Il poeta e romanziere indiano Rabindranath Tagore

Fu il primo scrittore orientale a vincere il Premio Nobel per la Letteratura, nel 1913. Poeta, educatore, filantropo, l’indiano Rabindranàth Tagore ebbe fin da giovane frequentissimi contatti con l’Europa: prima per studiarne e assimilarne le culture; poi, divenuto celebre, per tenervi conferenze e agevolare l’incontro, il dialogo e il reciproco fecondarsi tra Occidente (avamposto della modernità) e Oriente (baluardo del tradizionalismo). Tagore racchiude in sé e nella propria opera il contrasto e, nel contempo, le possibilità di sintesi positiva tra gli opposti e apparentemente inconciliabili versanti di quei mondi (che sono anche “modi” di guardare alle cose): da una parte il progresso, la ragione, la scienza, la tecnica, la produzione; dall’altra la conservazione, la fede, la spiritualità, il ritualismo, la stasi economica e sociale.

Collocato nel contesto storico e culturale di un paese colonizzato, Tagore percorre la via difficile di una rivendicazione dell’autonomia e libertà del suo popolo pur nel dialogo con la cultura dell’oppressore. Benché denunci con vigore gli errori della tecnocrazia, della violenza, della riduzione dell’umano alla sola dimensione economica che sono il portato del capitalismo occidentale, Tagore non si chiude in una condanna generale dell’occidente, ma indica la via di un percorso comune in nome dei valori umani. L’apertura transculturale è il contributo che l’India, per via della sua millenaria civiltà fatta di differenze e di mediazioni, può dare alla civiltà mondiale, insieme alla concezione di una soggettività che si apre ad una trascendenza che può essere intesa anche in senso non religioso.

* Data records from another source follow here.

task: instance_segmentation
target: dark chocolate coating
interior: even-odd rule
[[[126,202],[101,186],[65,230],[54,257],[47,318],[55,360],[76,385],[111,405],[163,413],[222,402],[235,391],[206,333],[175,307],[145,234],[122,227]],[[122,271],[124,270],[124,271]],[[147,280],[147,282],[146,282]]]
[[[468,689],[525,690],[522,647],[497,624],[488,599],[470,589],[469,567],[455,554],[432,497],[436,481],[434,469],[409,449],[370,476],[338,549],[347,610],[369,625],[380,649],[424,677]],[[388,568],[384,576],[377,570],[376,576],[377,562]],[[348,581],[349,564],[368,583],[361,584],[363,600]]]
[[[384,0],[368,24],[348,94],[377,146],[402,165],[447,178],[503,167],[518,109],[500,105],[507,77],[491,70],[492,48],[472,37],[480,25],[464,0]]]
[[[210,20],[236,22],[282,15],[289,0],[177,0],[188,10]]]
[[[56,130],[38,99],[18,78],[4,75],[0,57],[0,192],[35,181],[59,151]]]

Questi due aspetti – apertura transculturale ed apertura transpersonale – sono in Tagore strettamente legati,

Tagore ha goduto per diversi anni di una fama notevole in occidente, apprezzato da grandi scrittori e poeti come Yeats, Gide e Pasternak, acclamato tanto negli Stati Uniti quanto nell’Italia fascista e in Unione Sovietica. Le cose cambiano però repentinamente: nel giro di pochi anni, l’occidente sembra perdere qualsiasi interesse per lo scrittore indiano, la sua opera e il suo pensiero. Il poeta-santo, suggestivo con la sua barba da vecchio saggio, diventa un personaggio scomodo quando comincia a dire cose sgradevoli. L’anno decisivo sembra essere il 1916, a soli tre anni dal Nobel. Quell’anno Tagore è costretto a lasciare in anticipo il Giappone, dove ha stigmatizzato il nazionalismo, e sempre per la sua critica del nazionalismo, esposte in una serie di conferenze che confluiranno poi nel volume Nationalism, subisce un attentato da parte di suoi connazionali negli Stati Uniti, mentre buona parte della stampa occidentale si schiera contro di lui.

Nel suo pensiero più maturo, Tagore sembra far proprio il paradigma della radice comune dell’uomo, anche se in una versione non esoterica. Cerca in tutte le religioni non Dio, ma l’Uomo, un uomo divinizzato in cui ripone tutte le sue speranze. Questa religione dell’Uomo appare appunto come una religione, ossia come un insieme di convinzioni tutt’altro che evidenti o dimostrabili razionalmente, e che richiedono un atto di fede. Ma in Tagore c’è anche l’idea secondo la quale oriente ed occidente possono, anzi devono giungere ad unità imparando l’uno dall’altro. L’occidente aiuterà l’oriente sul piano materiale, l’oriente aiuterà l’occidente sul piano spirituale. 

Maria Grazia Ferri

Rimani davanti ai miei occhi

Rimani davanti ai miei occhi, e lascia
che il tuo sguardo infiammi i miei canti.
Resta fra le tue stelle, e alla loro luce
lascia ch’io accenda la mia adorazione.
La terra rimane in attesa
sul ciglio della strada del mondo;
Rimani in piedi sul verde mantello
ch’essa ha steso sul tuo cammino;
e fa ch’io senta nei fiori di campo
il prolungamento del mio saluto.
Resta nella mia sera solitaria
dove il mio cuore veglia da solo;
e colma la coppa della sua solitudine,
che sente in me l’infinità del tuo amore.